Marcelo Gomes: "Quem sentiu isso foram os personagens. À medida que foram sendo verticalizados, impregnados de sentimentos, eles necessitavam da multidão, do ambiente claustrofóbico. Nada melhor do que fechar o quadro para dar essa ideia de claustrofobia".
Cores frias, tristes
Cao Guimarães: "A polaroide também tem as cores dessaturadas. Nos meus últimos trabalhos, eu sempre trabalhei a dessaturação, que também é a dessaturação da existência do personagem. Não vou querer filmar um solitário com cores vibrantes, não combinaria. Prefiro as cores pastéis, tem mais a ver com o filme. Por exemplo, mostramos O Homem das Multidões em Berlim, e as pessoas de lá diziam que se parecia com Berlim oriental. A temática e a estética têm algo universal, e é isso que a gente queria. Não é mais um filme brasileiro, com favela. Este filme poderia se passar em qualquer grande cidade do mundo".
Escolha dos atores
Marcelo Gomes: "A gente fez testes com 100, 150 atores e chegamos a Paulo André. Achamos que ele tinha algo no olhar. Depois pensamos no personagem feminino, a gente fez novos testes, e tínhamos um desejo de trabalhar com a Sílvia Lourenço. Para o pai, procuramos alguém semelhante fisicamente ao Paulo André, e pensamos no Jean-Claude Bernardet, que estava impressionante em FilmeFobia. Existem muitos não atores contracenando com eles, de Belo Horizonte mesmo. A principal referência para compor os personagens era o conto de Edgar Allan Poe, que lemos juntos. Os atores precisavam trabalhar o silêncio. Foi um longo projeto, observando solitários nas ruas, nos bares... e depois trabalhado nos ensaios".
Trabalhar em parceria
Cao Guimarães: "Eu já dirigi vários filmes com outras pessoas, e gosto bastante. É preciso ter uma vontade, um respeito, uma admiração pública e a vontade de aprender um com o outro. Obviamente, Marcelo tem uma experiência maior com produções grandes, equipes de quarenta pessoas. Meu processo de filmagem era diferente, com equipes reduzidas. Mas nós queríamos essa troca. Eu queria experimentar um filme de maior tamanho, e o Marcelo buscava algo minimalista. Nossos filmes são diferentes, mas temos em comum os planos longos, a metáfora da solidão, a busca pelo tempo do filme e pelo tempo da vida".

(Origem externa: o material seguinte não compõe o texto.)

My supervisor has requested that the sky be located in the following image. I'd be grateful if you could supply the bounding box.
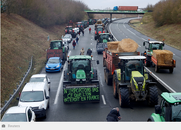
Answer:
[76,0,160,9]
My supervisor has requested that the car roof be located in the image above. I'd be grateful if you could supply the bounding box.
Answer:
[69,55,91,60]
[31,74,46,78]
[22,82,45,92]
[49,57,60,59]
[119,55,146,60]
[147,41,164,44]
[6,106,28,113]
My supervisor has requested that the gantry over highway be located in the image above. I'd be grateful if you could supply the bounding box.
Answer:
[84,10,147,22]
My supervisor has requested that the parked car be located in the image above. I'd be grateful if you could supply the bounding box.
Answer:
[45,57,63,72]
[29,74,50,91]
[62,34,72,43]
[96,43,107,54]
[17,82,50,118]
[1,106,36,122]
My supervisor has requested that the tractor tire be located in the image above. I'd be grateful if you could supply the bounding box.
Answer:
[103,58,106,67]
[148,86,158,106]
[104,69,106,82]
[169,68,173,73]
[144,60,150,67]
[155,65,159,73]
[113,74,118,99]
[93,69,97,80]
[119,87,130,107]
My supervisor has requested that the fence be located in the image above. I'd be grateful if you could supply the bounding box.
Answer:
[0,56,33,114]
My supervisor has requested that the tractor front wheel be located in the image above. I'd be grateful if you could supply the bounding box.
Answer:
[148,86,158,106]
[113,74,118,98]
[119,87,130,107]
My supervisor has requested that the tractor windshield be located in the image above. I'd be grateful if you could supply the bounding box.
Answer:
[50,41,62,49]
[70,59,91,78]
[125,60,143,78]
[172,104,181,121]
[150,43,162,50]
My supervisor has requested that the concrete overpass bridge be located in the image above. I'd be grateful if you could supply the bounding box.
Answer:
[85,10,147,22]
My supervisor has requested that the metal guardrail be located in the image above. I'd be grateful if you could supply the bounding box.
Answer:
[0,56,33,114]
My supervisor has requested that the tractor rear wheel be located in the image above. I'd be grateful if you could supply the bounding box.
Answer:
[169,68,173,73]
[103,58,106,67]
[148,86,158,106]
[93,69,97,80]
[119,87,130,107]
[113,74,118,98]
[106,71,112,85]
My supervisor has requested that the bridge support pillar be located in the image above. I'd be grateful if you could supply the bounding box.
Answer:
[110,14,112,23]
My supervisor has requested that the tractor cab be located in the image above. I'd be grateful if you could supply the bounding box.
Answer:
[148,92,181,122]
[50,40,63,49]
[143,39,165,55]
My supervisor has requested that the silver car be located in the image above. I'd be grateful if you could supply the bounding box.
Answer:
[62,34,72,43]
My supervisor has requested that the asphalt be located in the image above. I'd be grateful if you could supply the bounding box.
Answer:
[38,19,181,122]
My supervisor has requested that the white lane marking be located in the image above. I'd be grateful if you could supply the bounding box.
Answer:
[102,95,106,105]
[127,29,136,35]
[145,67,176,93]
[54,51,71,105]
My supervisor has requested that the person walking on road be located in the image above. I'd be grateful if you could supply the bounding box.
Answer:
[106,107,121,122]
[80,47,85,55]
[76,36,79,45]
[72,40,76,49]
[89,27,91,33]
[87,48,92,56]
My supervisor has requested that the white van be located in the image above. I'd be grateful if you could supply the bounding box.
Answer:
[18,82,50,118]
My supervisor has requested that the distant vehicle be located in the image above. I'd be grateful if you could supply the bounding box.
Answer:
[45,57,63,72]
[63,41,69,52]
[65,26,77,38]
[1,106,36,122]
[47,39,67,64]
[62,34,72,43]
[17,82,50,118]
[29,74,50,91]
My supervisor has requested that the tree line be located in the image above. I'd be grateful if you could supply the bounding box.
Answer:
[147,0,181,26]
[4,0,92,27]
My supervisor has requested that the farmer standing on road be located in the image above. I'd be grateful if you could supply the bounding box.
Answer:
[106,107,121,121]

Marcelo Gomes: "A gente tem pensamentos em comum, queremos construir filmes que de uma forma ou de outra instiguem a imaginação, que o espectador possa ler a partir de sua memória afetiva. Quando você encontra uma pessoa com o mesmo gosto cinematográfico que você, tudo fica mais fácil".
Amadurecimento
Marcelo Gomes: "Nos meus filmes, todos os personagens são solitários. A solidão é algo recorrente. Mas o que este filme representa agora é certo amadurecimento no fazer cinematográfico, através da economia de uma série de elementos cinematográficos. O que a gente queria era construir a emoção a partir dos personagens, e que o filme se sustentasse neles. O Homem das Multidões filme representa certa maturação.